The present device relates broadly to the field of expansible chamber devices and more particularly to such devices utilizing reciprocating pistons.
The efficiency of conventional piston type expansion chamber devices is typically low. Energy is wasted in such devices in causing reciprocation of the piston, valving and in transmission of power developed (especially in internal combustion engines). Two and four cycle internal combustion reciprocating engines waste much energy for purposes of valving. Whether tappet or rotary valves are used, energy developed by the engine is sacrificed for their operation. In the typical internal combustion four cycle engine, a cam shaft is driven by the central power take-off crankshaft. Elongated push rods ride along the lobes of the cam and operate spring biased rocker arms. Valve stems are operated from the rocker arms. It is obvious that there is a considerable friction loss in such an arrangement. There is also difficulty in achieving and maintaining proper timing of these valve arrangements in relation to the reciprocation of the pistons.
More efficiency is realized with two cycle engines which often make use of rotary type valving or specially designed scavenging ports formed through the cylinder wall. These of course do away with much of the friction loss found with the more complex valving arrangements but also make sacrifices themselves in proper charging of the chambers and exhaust.
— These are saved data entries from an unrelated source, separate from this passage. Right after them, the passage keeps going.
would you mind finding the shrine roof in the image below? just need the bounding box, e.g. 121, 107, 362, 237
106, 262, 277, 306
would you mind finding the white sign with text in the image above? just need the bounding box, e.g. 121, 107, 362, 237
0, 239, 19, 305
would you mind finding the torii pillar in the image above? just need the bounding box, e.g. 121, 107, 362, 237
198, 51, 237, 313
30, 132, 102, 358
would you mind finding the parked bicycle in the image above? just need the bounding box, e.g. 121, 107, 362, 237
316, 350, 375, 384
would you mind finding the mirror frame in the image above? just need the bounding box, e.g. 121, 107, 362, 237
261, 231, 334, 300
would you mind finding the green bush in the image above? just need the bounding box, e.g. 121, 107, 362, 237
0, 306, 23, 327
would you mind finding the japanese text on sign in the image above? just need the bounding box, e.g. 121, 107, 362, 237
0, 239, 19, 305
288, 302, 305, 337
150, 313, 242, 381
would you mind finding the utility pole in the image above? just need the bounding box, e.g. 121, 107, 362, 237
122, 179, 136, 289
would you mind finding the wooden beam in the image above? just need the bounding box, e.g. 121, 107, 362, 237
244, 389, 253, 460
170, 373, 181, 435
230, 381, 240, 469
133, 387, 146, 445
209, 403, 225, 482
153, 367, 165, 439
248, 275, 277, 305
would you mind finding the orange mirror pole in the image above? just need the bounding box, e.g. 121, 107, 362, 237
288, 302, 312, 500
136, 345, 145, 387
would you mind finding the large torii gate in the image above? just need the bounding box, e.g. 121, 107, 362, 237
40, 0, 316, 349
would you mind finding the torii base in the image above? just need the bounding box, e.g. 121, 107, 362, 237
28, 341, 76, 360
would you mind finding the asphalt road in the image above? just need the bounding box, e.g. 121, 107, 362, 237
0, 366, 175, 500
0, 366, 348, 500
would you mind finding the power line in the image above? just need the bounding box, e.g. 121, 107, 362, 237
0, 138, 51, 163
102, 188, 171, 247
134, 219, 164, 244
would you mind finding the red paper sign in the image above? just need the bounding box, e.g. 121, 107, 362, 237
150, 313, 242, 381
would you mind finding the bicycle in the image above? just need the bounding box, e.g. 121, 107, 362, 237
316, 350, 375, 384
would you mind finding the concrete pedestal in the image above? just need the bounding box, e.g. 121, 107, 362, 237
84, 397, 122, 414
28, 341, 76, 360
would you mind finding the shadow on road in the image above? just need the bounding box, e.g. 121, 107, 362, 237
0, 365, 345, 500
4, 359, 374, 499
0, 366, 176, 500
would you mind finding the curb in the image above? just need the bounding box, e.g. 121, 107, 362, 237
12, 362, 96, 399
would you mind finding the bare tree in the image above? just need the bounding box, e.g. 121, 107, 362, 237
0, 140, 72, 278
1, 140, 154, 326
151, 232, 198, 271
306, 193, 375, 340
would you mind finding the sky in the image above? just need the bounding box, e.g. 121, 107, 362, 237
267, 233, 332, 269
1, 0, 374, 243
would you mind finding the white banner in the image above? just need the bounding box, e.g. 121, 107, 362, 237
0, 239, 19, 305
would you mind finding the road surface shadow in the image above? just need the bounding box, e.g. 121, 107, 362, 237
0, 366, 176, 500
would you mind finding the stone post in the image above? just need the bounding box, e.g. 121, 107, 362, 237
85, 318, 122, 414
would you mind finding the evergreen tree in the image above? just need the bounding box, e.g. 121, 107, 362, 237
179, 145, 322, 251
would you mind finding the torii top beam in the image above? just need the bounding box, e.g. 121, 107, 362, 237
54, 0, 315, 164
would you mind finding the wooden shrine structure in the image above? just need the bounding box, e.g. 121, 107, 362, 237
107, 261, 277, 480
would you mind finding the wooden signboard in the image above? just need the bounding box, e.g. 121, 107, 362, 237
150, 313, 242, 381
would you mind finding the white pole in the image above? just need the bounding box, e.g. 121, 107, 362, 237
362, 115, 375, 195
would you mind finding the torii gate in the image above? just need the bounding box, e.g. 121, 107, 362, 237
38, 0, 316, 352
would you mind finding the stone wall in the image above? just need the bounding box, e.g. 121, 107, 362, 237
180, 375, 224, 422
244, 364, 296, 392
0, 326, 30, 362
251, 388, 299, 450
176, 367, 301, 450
The necessary transmission of power from internal combustion engines and reciprocating piston pumps is another area of energy loss or inefficiency. Several connections are typically made through wrist pins, connecting rods, crankshafts, and finally to a power transmission. Friction is a considerable factor with such multiple connections.
A further problem with both pumps and reciprocating engines is bulk size and weight. An engine should be designed with high power output to weight. Conventional reciprocating piston engines do not make full use of their pistons and cylinders. This is especially true since only one side of the piston is typically used in engines having a single expandable chamber per cylinder. The weight is therefore considerable and has not to this time been effectively reduced. The size and weight of such devices create further difficulties in mounting and providing adequate space within their associated framework and carriage. Heavier members must be provided to support the engine or pump, therefore causing further weight disadvantages and waste of materials.
From the above problems it can be seen that it is desirable to obtain some form of expansible chamber device that will operate efficiently, producing an output that is high relative to its weight.